The Royal Norwegian Embassy in Manila, in cooperation with UNICEF, supported “Back to School” programme to provide essential supplies for learning to schoolchildren in Marawi affected by the Marawi conflict.
Marawi conflict also known as the Marawi siege was a five-month-long armed conflict between Philippines government and militants associated with the Islamic State of Iraq and the Levant. The conflict started on 23 May 2017 and ended five months later. It was considered as the Philippines’ longest urban battle in the modern history.
More than a thousand dead, 359,000 displaced and over 179,000 schoolchildren were affected because of the closure of schools during the crisis.
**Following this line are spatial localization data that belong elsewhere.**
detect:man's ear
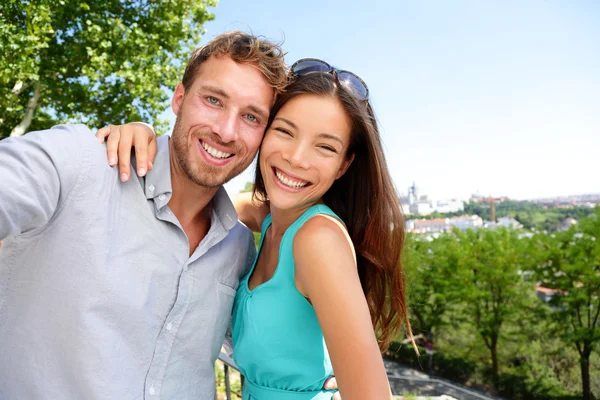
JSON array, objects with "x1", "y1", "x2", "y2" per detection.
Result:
[
  {"x1": 171, "y1": 83, "x2": 185, "y2": 115},
  {"x1": 336, "y1": 153, "x2": 355, "y2": 180}
]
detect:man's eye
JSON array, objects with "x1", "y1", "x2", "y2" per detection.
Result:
[
  {"x1": 245, "y1": 114, "x2": 258, "y2": 123},
  {"x1": 207, "y1": 96, "x2": 220, "y2": 105}
]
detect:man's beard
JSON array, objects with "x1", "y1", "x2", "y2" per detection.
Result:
[{"x1": 171, "y1": 116, "x2": 249, "y2": 189}]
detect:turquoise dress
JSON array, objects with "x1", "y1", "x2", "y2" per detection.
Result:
[{"x1": 232, "y1": 204, "x2": 340, "y2": 400}]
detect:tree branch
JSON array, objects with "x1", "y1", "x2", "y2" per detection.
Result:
[
  {"x1": 10, "y1": 81, "x2": 41, "y2": 137},
  {"x1": 11, "y1": 80, "x2": 33, "y2": 96}
]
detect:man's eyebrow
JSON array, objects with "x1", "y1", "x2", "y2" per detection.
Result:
[
  {"x1": 248, "y1": 105, "x2": 269, "y2": 121},
  {"x1": 198, "y1": 85, "x2": 230, "y2": 99}
]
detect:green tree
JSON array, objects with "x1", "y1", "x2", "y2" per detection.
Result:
[
  {"x1": 404, "y1": 233, "x2": 464, "y2": 344},
  {"x1": 457, "y1": 228, "x2": 537, "y2": 391},
  {"x1": 0, "y1": 0, "x2": 216, "y2": 139},
  {"x1": 534, "y1": 207, "x2": 600, "y2": 400},
  {"x1": 240, "y1": 181, "x2": 254, "y2": 193}
]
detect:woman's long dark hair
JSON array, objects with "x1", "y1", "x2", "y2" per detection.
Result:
[{"x1": 253, "y1": 72, "x2": 415, "y2": 352}]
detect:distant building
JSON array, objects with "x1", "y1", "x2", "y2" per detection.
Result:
[
  {"x1": 409, "y1": 202, "x2": 434, "y2": 215},
  {"x1": 406, "y1": 218, "x2": 450, "y2": 234},
  {"x1": 559, "y1": 217, "x2": 578, "y2": 231},
  {"x1": 496, "y1": 216, "x2": 522, "y2": 229},
  {"x1": 406, "y1": 215, "x2": 484, "y2": 234},
  {"x1": 448, "y1": 215, "x2": 483, "y2": 230},
  {"x1": 536, "y1": 285, "x2": 562, "y2": 310},
  {"x1": 434, "y1": 199, "x2": 464, "y2": 214},
  {"x1": 400, "y1": 182, "x2": 464, "y2": 216}
]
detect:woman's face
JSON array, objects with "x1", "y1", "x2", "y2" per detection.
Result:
[{"x1": 259, "y1": 93, "x2": 354, "y2": 212}]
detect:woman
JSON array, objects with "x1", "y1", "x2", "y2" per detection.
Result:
[{"x1": 99, "y1": 59, "x2": 416, "y2": 399}]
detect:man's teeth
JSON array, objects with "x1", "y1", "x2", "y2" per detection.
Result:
[
  {"x1": 275, "y1": 169, "x2": 308, "y2": 189},
  {"x1": 202, "y1": 141, "x2": 232, "y2": 159}
]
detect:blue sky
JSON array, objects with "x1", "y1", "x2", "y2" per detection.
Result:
[{"x1": 165, "y1": 0, "x2": 600, "y2": 200}]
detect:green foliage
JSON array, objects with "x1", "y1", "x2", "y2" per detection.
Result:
[
  {"x1": 0, "y1": 0, "x2": 216, "y2": 138},
  {"x1": 215, "y1": 361, "x2": 242, "y2": 399},
  {"x1": 240, "y1": 181, "x2": 254, "y2": 193},
  {"x1": 533, "y1": 207, "x2": 600, "y2": 400},
  {"x1": 253, "y1": 232, "x2": 260, "y2": 248},
  {"x1": 404, "y1": 233, "x2": 465, "y2": 337},
  {"x1": 417, "y1": 200, "x2": 595, "y2": 232},
  {"x1": 463, "y1": 200, "x2": 595, "y2": 231},
  {"x1": 400, "y1": 212, "x2": 600, "y2": 398}
]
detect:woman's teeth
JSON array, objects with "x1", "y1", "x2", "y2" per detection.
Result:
[
  {"x1": 275, "y1": 169, "x2": 309, "y2": 189},
  {"x1": 202, "y1": 141, "x2": 232, "y2": 159}
]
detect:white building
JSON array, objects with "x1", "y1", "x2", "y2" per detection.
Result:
[
  {"x1": 435, "y1": 199, "x2": 465, "y2": 214},
  {"x1": 448, "y1": 215, "x2": 483, "y2": 230},
  {"x1": 485, "y1": 216, "x2": 522, "y2": 230},
  {"x1": 400, "y1": 182, "x2": 464, "y2": 216},
  {"x1": 406, "y1": 218, "x2": 450, "y2": 234}
]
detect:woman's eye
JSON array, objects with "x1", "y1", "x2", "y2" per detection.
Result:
[
  {"x1": 320, "y1": 145, "x2": 337, "y2": 153},
  {"x1": 275, "y1": 127, "x2": 292, "y2": 136}
]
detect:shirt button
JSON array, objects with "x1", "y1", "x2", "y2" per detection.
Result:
[
  {"x1": 148, "y1": 386, "x2": 156, "y2": 396},
  {"x1": 183, "y1": 265, "x2": 189, "y2": 272},
  {"x1": 148, "y1": 184, "x2": 155, "y2": 192},
  {"x1": 166, "y1": 322, "x2": 173, "y2": 331},
  {"x1": 158, "y1": 194, "x2": 166, "y2": 201}
]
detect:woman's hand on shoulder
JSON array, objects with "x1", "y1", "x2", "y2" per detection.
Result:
[{"x1": 95, "y1": 122, "x2": 158, "y2": 182}]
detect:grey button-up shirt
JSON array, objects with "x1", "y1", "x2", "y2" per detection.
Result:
[{"x1": 0, "y1": 124, "x2": 255, "y2": 399}]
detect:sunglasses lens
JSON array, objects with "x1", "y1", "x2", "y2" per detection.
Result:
[
  {"x1": 338, "y1": 72, "x2": 369, "y2": 101},
  {"x1": 292, "y1": 59, "x2": 331, "y2": 76}
]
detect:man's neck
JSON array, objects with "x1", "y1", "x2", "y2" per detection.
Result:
[{"x1": 167, "y1": 143, "x2": 218, "y2": 228}]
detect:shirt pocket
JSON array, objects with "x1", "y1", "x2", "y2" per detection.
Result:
[{"x1": 217, "y1": 281, "x2": 237, "y2": 297}]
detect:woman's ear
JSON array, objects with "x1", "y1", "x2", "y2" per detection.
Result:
[{"x1": 335, "y1": 153, "x2": 355, "y2": 180}]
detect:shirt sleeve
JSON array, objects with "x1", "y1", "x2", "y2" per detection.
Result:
[{"x1": 0, "y1": 124, "x2": 93, "y2": 240}]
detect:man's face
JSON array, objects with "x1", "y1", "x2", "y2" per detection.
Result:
[{"x1": 170, "y1": 55, "x2": 275, "y2": 188}]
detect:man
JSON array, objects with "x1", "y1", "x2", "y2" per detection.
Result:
[{"x1": 0, "y1": 31, "x2": 287, "y2": 399}]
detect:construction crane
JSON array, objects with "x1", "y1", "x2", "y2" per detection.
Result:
[{"x1": 472, "y1": 196, "x2": 507, "y2": 222}]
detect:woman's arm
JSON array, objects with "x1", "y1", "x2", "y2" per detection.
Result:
[
  {"x1": 293, "y1": 216, "x2": 393, "y2": 400},
  {"x1": 231, "y1": 192, "x2": 269, "y2": 233}
]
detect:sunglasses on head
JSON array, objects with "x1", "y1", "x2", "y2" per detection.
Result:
[{"x1": 290, "y1": 58, "x2": 369, "y2": 101}]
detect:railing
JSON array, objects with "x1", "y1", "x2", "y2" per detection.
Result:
[
  {"x1": 387, "y1": 374, "x2": 498, "y2": 400},
  {"x1": 216, "y1": 352, "x2": 243, "y2": 400},
  {"x1": 216, "y1": 352, "x2": 496, "y2": 400}
]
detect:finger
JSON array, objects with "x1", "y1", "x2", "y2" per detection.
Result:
[
  {"x1": 147, "y1": 137, "x2": 157, "y2": 171},
  {"x1": 117, "y1": 126, "x2": 133, "y2": 182},
  {"x1": 95, "y1": 125, "x2": 111, "y2": 143},
  {"x1": 324, "y1": 377, "x2": 337, "y2": 390},
  {"x1": 134, "y1": 134, "x2": 149, "y2": 177},
  {"x1": 105, "y1": 126, "x2": 121, "y2": 167},
  {"x1": 332, "y1": 391, "x2": 341, "y2": 400}
]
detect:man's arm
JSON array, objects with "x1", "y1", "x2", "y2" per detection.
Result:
[{"x1": 0, "y1": 124, "x2": 92, "y2": 240}]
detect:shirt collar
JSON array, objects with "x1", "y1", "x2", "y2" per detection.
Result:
[
  {"x1": 142, "y1": 135, "x2": 238, "y2": 231},
  {"x1": 143, "y1": 135, "x2": 172, "y2": 201},
  {"x1": 211, "y1": 186, "x2": 238, "y2": 231}
]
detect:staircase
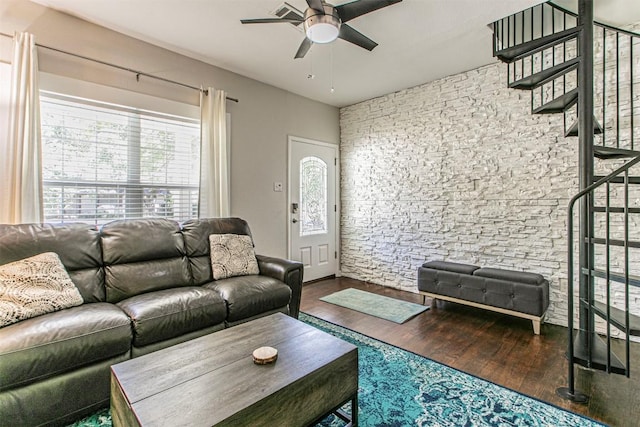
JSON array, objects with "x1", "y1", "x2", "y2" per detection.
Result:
[{"x1": 492, "y1": 0, "x2": 640, "y2": 401}]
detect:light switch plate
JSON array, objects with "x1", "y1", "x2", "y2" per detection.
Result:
[{"x1": 274, "y1": 182, "x2": 283, "y2": 192}]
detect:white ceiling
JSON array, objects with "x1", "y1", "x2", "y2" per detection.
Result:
[{"x1": 30, "y1": 0, "x2": 640, "y2": 108}]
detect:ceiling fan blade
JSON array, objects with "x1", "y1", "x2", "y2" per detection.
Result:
[
  {"x1": 306, "y1": 0, "x2": 325, "y2": 13},
  {"x1": 295, "y1": 38, "x2": 313, "y2": 59},
  {"x1": 335, "y1": 0, "x2": 402, "y2": 23},
  {"x1": 338, "y1": 24, "x2": 377, "y2": 51},
  {"x1": 240, "y1": 18, "x2": 303, "y2": 24}
]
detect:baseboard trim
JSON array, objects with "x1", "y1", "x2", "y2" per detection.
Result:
[{"x1": 303, "y1": 274, "x2": 337, "y2": 285}]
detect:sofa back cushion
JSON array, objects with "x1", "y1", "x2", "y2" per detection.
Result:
[
  {"x1": 101, "y1": 218, "x2": 191, "y2": 302},
  {"x1": 0, "y1": 223, "x2": 104, "y2": 302},
  {"x1": 181, "y1": 218, "x2": 254, "y2": 285}
]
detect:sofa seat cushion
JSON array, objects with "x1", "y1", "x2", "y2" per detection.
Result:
[
  {"x1": 204, "y1": 276, "x2": 292, "y2": 322},
  {"x1": 0, "y1": 303, "x2": 131, "y2": 391},
  {"x1": 117, "y1": 287, "x2": 226, "y2": 347}
]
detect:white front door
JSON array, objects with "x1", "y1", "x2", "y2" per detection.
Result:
[{"x1": 288, "y1": 136, "x2": 338, "y2": 282}]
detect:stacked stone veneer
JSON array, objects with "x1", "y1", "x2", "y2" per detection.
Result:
[
  {"x1": 340, "y1": 22, "x2": 640, "y2": 331},
  {"x1": 339, "y1": 61, "x2": 576, "y2": 326}
]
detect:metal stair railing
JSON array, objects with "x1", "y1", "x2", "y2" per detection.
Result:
[
  {"x1": 492, "y1": 3, "x2": 579, "y2": 114},
  {"x1": 493, "y1": 2, "x2": 640, "y2": 142},
  {"x1": 549, "y1": 2, "x2": 640, "y2": 149},
  {"x1": 492, "y1": 0, "x2": 640, "y2": 403},
  {"x1": 595, "y1": 24, "x2": 639, "y2": 151},
  {"x1": 560, "y1": 154, "x2": 640, "y2": 401},
  {"x1": 492, "y1": 2, "x2": 578, "y2": 58}
]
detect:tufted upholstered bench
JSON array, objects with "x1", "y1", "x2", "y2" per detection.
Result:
[{"x1": 417, "y1": 260, "x2": 550, "y2": 334}]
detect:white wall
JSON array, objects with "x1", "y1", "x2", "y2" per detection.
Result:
[
  {"x1": 0, "y1": 0, "x2": 339, "y2": 258},
  {"x1": 339, "y1": 63, "x2": 576, "y2": 327}
]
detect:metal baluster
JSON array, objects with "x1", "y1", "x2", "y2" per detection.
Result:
[
  {"x1": 521, "y1": 10, "x2": 525, "y2": 46},
  {"x1": 565, "y1": 192, "x2": 577, "y2": 398},
  {"x1": 531, "y1": 48, "x2": 534, "y2": 80},
  {"x1": 617, "y1": 32, "x2": 620, "y2": 148},
  {"x1": 605, "y1": 182, "x2": 611, "y2": 373},
  {"x1": 563, "y1": 9, "x2": 568, "y2": 135},
  {"x1": 531, "y1": 5, "x2": 534, "y2": 43},
  {"x1": 541, "y1": 3, "x2": 545, "y2": 38},
  {"x1": 624, "y1": 169, "x2": 630, "y2": 377},
  {"x1": 631, "y1": 37, "x2": 635, "y2": 150},
  {"x1": 603, "y1": 29, "x2": 607, "y2": 146},
  {"x1": 587, "y1": 191, "x2": 593, "y2": 367}
]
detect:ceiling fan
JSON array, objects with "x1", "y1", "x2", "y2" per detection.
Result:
[{"x1": 241, "y1": 0, "x2": 403, "y2": 59}]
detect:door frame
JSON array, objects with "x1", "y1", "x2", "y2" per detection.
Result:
[{"x1": 287, "y1": 135, "x2": 340, "y2": 279}]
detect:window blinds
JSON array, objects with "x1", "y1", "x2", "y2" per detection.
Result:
[{"x1": 40, "y1": 93, "x2": 201, "y2": 225}]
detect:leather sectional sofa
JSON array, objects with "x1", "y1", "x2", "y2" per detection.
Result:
[{"x1": 0, "y1": 217, "x2": 303, "y2": 426}]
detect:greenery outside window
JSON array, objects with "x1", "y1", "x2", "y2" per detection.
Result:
[{"x1": 40, "y1": 92, "x2": 201, "y2": 225}]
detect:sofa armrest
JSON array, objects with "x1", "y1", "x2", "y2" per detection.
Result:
[{"x1": 255, "y1": 255, "x2": 304, "y2": 318}]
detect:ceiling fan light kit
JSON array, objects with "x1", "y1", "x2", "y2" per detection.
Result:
[
  {"x1": 304, "y1": 5, "x2": 341, "y2": 44},
  {"x1": 241, "y1": 0, "x2": 403, "y2": 59}
]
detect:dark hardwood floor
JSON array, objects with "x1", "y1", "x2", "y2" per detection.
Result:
[{"x1": 300, "y1": 277, "x2": 640, "y2": 427}]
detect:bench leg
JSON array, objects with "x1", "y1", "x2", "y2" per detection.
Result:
[
  {"x1": 421, "y1": 294, "x2": 438, "y2": 307},
  {"x1": 532, "y1": 319, "x2": 541, "y2": 335}
]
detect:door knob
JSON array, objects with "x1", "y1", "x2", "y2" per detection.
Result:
[{"x1": 292, "y1": 218, "x2": 298, "y2": 223}]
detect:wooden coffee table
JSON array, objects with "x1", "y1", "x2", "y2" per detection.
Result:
[{"x1": 110, "y1": 313, "x2": 358, "y2": 426}]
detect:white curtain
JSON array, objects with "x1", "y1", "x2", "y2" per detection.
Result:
[
  {"x1": 198, "y1": 87, "x2": 230, "y2": 218},
  {"x1": 0, "y1": 32, "x2": 43, "y2": 224}
]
Two years later, the schools were reopened but more than 100,000 children have not yet returned causing those children to lose their opportunities to study.
“These children need to go back to schools immediately,” said Bjørn Jahnsen, the Norwegian Ambassador to the Philippines.
“Norway supports UNICEF’s ‘Back to School’ programme to help children, and their families hurdle barriers so children can go back to school,” he added.
Norway and UNICEF also teamed up to assist in conducting a learner tracking system that can monitor schoolchildren’s locations so that the authorities involving in this programme can understand barriers and reasons that kept these children from going back to school.
Based on the Sustainable Development Goals (SDGs) framework, Norway’s development policy aimed to promote sustainable development, peace and justice particularly children’s rights to education by providing schooling for children and young people who have been forced to flee their homes or who live in areas of conflict.